Reggie Bartlett glanced over at Senior Lieutenant Ralph Briggs. Briggs no longer looked like a recruiting poster for the Confederate States Navy, as he had all through his stay in the prisoner-of-war camp near Beckley, West Virginia. What he looked like now was a hayseed; he was wearing a collarless cotton shirt under faded denim overalls he'd hooked off a clothesline while a farm wife was busy in the kitchen. A disreputable straw hat perched on his head at an even more disreputable angle.
Reggie looked down at himself. By his clothes, he could have been Briggs' cousin. His shirt, instead of hiding under overalls, was tucked into a pair of dungarees out at the knee and held up by a rope belt in lieu of galluses. The straw hat keeping the sun out of his eyes was even more battered than the one Briggs wore.
Catching the glances, Briggs clicked his tongue between his teeth. "We've got to do something about our shoes," he said fretfully. "If anyone takes a good long look at them, we're ruined."

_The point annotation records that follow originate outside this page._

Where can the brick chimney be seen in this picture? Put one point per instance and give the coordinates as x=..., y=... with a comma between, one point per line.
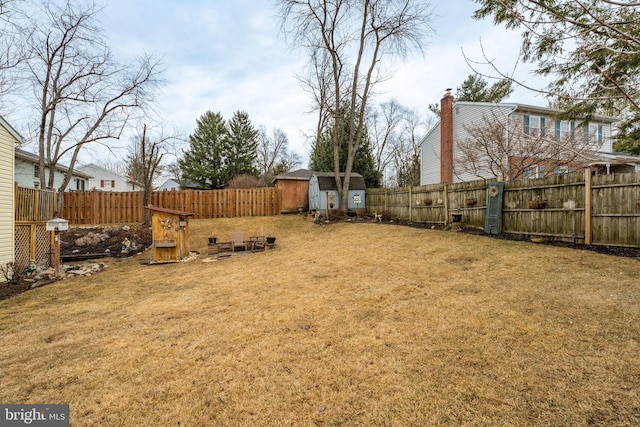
x=446, y=138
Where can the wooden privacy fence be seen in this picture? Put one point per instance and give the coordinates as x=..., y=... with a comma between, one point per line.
x=33, y=208
x=114, y=207
x=602, y=209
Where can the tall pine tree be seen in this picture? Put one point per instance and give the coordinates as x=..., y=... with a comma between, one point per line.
x=241, y=146
x=321, y=159
x=205, y=163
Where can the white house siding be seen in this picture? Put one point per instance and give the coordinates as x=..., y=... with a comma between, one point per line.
x=105, y=180
x=430, y=157
x=469, y=114
x=25, y=177
x=6, y=196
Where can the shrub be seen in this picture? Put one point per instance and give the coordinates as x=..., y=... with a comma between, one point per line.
x=336, y=215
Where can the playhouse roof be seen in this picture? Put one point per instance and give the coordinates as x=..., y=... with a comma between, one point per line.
x=327, y=181
x=300, y=174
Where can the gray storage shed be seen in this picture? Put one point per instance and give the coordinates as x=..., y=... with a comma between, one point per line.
x=323, y=193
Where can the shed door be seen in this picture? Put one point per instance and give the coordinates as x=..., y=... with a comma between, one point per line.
x=494, y=208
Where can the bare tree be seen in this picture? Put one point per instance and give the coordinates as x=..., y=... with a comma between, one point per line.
x=384, y=124
x=12, y=53
x=354, y=36
x=406, y=158
x=497, y=146
x=145, y=161
x=273, y=154
x=83, y=95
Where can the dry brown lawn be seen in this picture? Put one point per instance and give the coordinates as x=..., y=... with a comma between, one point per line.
x=347, y=324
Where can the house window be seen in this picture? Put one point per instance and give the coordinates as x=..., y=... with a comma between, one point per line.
x=534, y=125
x=593, y=134
x=533, y=171
x=561, y=170
x=564, y=129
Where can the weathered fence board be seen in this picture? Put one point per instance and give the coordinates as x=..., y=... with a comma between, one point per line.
x=613, y=215
x=123, y=207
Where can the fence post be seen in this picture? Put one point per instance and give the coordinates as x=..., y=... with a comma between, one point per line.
x=410, y=204
x=588, y=203
x=446, y=204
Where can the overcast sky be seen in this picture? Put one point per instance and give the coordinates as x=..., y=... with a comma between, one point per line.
x=224, y=56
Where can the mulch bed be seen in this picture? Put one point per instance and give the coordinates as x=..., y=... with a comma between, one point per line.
x=82, y=243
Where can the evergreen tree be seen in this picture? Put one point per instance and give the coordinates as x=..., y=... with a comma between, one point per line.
x=321, y=159
x=241, y=146
x=205, y=163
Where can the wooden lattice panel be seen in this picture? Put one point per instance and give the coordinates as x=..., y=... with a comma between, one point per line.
x=23, y=246
x=43, y=246
x=23, y=250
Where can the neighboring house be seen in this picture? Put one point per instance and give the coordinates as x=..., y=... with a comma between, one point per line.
x=294, y=188
x=104, y=180
x=8, y=139
x=441, y=146
x=323, y=192
x=27, y=173
x=173, y=184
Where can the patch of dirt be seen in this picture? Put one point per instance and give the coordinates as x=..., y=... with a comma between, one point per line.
x=84, y=242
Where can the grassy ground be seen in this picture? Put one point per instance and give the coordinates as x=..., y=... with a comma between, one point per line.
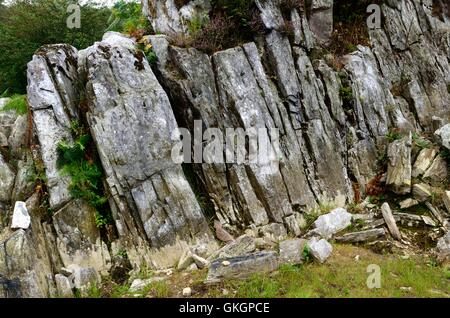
x=341, y=276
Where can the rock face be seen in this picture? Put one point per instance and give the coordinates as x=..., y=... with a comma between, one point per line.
x=399, y=167
x=333, y=115
x=132, y=123
x=329, y=224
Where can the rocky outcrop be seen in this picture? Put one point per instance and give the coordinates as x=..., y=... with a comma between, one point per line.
x=335, y=117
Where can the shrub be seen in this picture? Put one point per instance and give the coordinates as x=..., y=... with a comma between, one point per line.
x=127, y=17
x=26, y=25
x=17, y=103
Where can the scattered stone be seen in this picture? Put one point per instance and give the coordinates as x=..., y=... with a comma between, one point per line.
x=406, y=288
x=362, y=236
x=443, y=245
x=21, y=219
x=274, y=230
x=421, y=192
x=187, y=292
x=221, y=233
x=291, y=251
x=428, y=221
x=423, y=161
x=200, y=261
x=407, y=203
x=390, y=221
x=139, y=284
x=331, y=223
x=6, y=180
x=437, y=172
x=446, y=199
x=243, y=245
x=443, y=136
x=242, y=267
x=63, y=286
x=399, y=170
x=120, y=269
x=437, y=215
x=320, y=249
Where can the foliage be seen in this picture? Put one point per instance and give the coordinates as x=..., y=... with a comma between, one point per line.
x=127, y=17
x=26, y=25
x=420, y=142
x=17, y=103
x=76, y=160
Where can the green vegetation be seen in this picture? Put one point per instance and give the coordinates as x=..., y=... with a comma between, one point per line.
x=17, y=103
x=393, y=135
x=26, y=25
x=78, y=161
x=346, y=93
x=421, y=142
x=341, y=276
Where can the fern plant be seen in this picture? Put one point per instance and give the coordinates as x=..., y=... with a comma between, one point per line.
x=76, y=160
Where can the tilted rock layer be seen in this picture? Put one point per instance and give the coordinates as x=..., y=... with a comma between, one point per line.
x=328, y=146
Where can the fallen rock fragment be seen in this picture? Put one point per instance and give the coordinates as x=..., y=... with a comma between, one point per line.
x=331, y=223
x=242, y=267
x=390, y=221
x=407, y=203
x=21, y=219
x=291, y=251
x=320, y=249
x=421, y=192
x=361, y=236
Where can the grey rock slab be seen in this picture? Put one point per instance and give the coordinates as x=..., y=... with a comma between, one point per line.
x=320, y=249
x=331, y=223
x=242, y=267
x=399, y=166
x=361, y=236
x=291, y=251
x=21, y=219
x=390, y=221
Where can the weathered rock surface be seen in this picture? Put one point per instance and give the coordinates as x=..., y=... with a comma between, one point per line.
x=331, y=223
x=21, y=219
x=242, y=267
x=390, y=221
x=329, y=145
x=320, y=249
x=151, y=196
x=443, y=135
x=361, y=236
x=291, y=251
x=399, y=166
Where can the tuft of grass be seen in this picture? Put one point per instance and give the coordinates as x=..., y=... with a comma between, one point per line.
x=17, y=103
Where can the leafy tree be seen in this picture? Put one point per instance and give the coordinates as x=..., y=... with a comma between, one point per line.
x=26, y=25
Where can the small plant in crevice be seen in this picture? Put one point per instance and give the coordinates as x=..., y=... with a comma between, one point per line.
x=346, y=94
x=78, y=160
x=18, y=103
x=420, y=142
x=393, y=135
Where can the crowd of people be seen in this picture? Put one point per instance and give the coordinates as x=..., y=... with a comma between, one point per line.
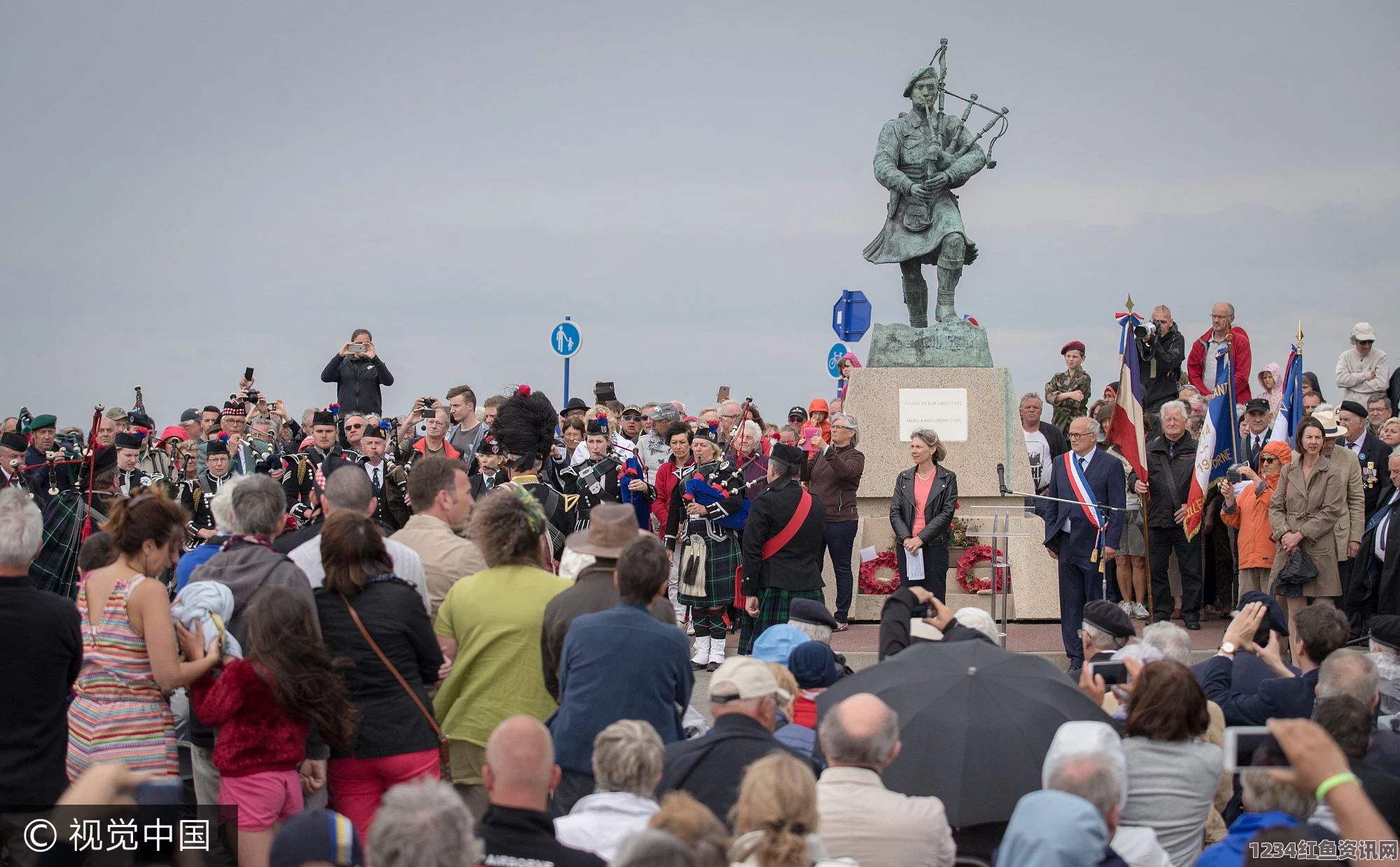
x=1304, y=516
x=472, y=635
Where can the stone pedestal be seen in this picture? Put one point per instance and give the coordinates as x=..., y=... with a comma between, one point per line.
x=958, y=344
x=993, y=436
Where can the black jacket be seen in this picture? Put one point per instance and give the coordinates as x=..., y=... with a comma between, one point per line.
x=1161, y=366
x=895, y=620
x=939, y=511
x=799, y=564
x=359, y=382
x=41, y=644
x=593, y=592
x=712, y=767
x=1170, y=480
x=1376, y=464
x=526, y=837
x=393, y=613
x=1283, y=698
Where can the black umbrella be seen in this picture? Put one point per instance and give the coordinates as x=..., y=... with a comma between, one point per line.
x=975, y=721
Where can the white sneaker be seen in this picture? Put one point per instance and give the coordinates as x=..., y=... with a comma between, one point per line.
x=702, y=651
x=716, y=653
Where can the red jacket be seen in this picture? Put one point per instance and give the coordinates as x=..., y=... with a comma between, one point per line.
x=667, y=483
x=254, y=733
x=1240, y=352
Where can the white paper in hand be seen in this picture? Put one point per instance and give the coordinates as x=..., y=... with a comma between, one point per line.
x=915, y=565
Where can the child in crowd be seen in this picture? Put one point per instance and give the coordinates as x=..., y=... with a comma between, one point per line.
x=264, y=707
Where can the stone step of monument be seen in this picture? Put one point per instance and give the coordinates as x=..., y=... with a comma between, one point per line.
x=958, y=599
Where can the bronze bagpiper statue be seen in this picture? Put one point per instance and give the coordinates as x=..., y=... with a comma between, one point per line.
x=922, y=158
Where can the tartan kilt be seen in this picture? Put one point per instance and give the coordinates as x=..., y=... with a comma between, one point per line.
x=722, y=562
x=774, y=610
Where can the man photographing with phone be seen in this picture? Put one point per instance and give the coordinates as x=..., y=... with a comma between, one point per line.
x=359, y=373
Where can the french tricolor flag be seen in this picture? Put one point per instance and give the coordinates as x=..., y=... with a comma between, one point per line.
x=1292, y=407
x=1126, y=431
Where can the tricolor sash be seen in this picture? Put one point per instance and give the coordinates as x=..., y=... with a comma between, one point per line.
x=1084, y=495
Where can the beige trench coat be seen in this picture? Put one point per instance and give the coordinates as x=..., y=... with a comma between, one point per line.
x=1312, y=508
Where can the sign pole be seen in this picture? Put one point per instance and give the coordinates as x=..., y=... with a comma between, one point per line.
x=566, y=370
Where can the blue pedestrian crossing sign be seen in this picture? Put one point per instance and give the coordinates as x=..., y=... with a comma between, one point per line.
x=565, y=340
x=834, y=358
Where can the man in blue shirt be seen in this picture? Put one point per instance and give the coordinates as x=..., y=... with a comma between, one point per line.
x=620, y=665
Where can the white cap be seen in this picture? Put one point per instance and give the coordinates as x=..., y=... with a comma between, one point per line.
x=1363, y=331
x=744, y=679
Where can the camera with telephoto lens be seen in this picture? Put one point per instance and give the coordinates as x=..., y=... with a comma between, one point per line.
x=274, y=462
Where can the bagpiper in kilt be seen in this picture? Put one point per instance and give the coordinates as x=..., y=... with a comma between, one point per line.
x=696, y=532
x=783, y=546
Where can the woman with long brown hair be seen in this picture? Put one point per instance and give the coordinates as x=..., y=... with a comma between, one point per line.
x=1310, y=501
x=1172, y=772
x=131, y=658
x=776, y=817
x=264, y=708
x=365, y=611
x=922, y=513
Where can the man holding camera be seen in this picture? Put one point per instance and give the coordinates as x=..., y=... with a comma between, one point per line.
x=358, y=373
x=435, y=441
x=1161, y=352
x=233, y=421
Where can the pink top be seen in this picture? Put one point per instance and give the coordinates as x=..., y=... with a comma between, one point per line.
x=922, y=488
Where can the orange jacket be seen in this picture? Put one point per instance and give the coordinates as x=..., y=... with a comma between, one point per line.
x=1251, y=519
x=820, y=405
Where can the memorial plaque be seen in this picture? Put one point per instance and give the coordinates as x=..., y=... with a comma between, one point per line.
x=941, y=410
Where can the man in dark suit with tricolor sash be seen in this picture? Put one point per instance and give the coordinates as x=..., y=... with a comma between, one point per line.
x=1079, y=534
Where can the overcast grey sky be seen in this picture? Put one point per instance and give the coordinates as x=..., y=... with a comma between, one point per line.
x=188, y=190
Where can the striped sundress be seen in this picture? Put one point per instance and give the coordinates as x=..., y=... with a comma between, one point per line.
x=118, y=712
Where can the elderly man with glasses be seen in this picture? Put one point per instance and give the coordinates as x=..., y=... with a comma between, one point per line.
x=1363, y=372
x=834, y=474
x=1072, y=539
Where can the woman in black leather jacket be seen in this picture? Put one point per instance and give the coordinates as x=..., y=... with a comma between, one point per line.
x=922, y=513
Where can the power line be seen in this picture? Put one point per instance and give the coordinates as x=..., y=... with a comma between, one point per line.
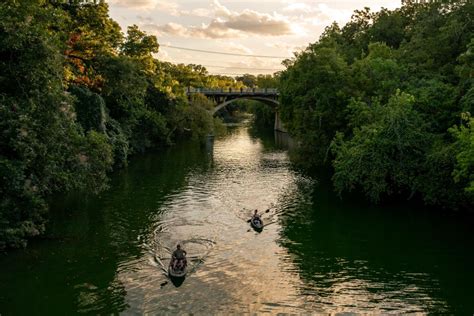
x=249, y=68
x=220, y=66
x=222, y=53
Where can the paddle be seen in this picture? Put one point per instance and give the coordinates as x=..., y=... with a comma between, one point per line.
x=266, y=211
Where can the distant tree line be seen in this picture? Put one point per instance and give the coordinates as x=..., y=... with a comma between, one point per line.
x=387, y=101
x=77, y=98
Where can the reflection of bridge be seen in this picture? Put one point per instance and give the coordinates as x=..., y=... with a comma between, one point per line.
x=223, y=97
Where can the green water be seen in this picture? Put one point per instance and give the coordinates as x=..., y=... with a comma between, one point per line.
x=109, y=254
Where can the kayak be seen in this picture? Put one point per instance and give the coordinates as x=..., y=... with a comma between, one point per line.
x=256, y=223
x=177, y=273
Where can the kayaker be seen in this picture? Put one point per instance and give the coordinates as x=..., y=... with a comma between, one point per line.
x=256, y=216
x=179, y=256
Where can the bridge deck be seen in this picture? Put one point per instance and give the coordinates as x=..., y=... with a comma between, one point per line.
x=267, y=92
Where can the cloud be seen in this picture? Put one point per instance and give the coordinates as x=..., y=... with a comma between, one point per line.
x=317, y=14
x=136, y=4
x=228, y=24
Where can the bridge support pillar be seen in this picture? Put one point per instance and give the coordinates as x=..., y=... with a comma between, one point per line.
x=279, y=124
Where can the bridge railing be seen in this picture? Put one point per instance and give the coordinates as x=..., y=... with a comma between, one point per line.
x=191, y=90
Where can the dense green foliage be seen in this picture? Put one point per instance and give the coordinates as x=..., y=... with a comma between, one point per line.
x=78, y=97
x=381, y=99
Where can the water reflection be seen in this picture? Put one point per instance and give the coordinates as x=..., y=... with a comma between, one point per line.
x=110, y=254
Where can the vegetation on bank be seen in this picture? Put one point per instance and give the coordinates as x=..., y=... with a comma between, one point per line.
x=387, y=101
x=77, y=98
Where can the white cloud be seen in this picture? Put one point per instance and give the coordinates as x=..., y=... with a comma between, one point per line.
x=136, y=4
x=228, y=24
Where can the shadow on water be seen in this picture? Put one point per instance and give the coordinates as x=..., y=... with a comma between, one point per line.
x=395, y=257
x=91, y=239
x=317, y=253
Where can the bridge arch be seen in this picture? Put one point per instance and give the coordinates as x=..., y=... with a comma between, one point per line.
x=272, y=102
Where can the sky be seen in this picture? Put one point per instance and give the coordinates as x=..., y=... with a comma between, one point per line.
x=269, y=30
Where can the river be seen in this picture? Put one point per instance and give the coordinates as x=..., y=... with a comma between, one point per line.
x=317, y=253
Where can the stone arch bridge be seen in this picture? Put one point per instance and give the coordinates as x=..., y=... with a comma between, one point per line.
x=224, y=97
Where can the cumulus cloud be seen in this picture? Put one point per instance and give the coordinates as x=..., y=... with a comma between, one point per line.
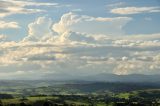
x=6, y=25
x=39, y=29
x=135, y=10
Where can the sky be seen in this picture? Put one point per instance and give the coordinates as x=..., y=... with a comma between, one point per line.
x=42, y=38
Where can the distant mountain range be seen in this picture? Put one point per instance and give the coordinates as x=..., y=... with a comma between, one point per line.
x=108, y=78
x=123, y=78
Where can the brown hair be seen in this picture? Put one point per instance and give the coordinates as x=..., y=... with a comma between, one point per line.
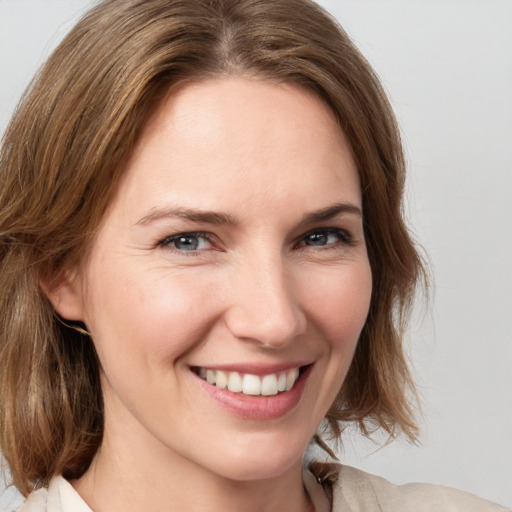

"Sure are, Ralph," Bartlett said in his not very good rendering of a West Virginia twang, an accent altogether different not only from his own soft Richmond intonations but also from the Yankee way of talking Briggs had tried to teach him. His brown, sturdy Confederate Army boots were at least well made for marching. Briggs' Navy shoes, both tighter and less strongly made, had given him trouble after he and Reggie and several others tunneled their way out of the prisoner-of-war camp. Reggie went on, "Hard to steal shoes, though, and no promise they'll fit once we've done it."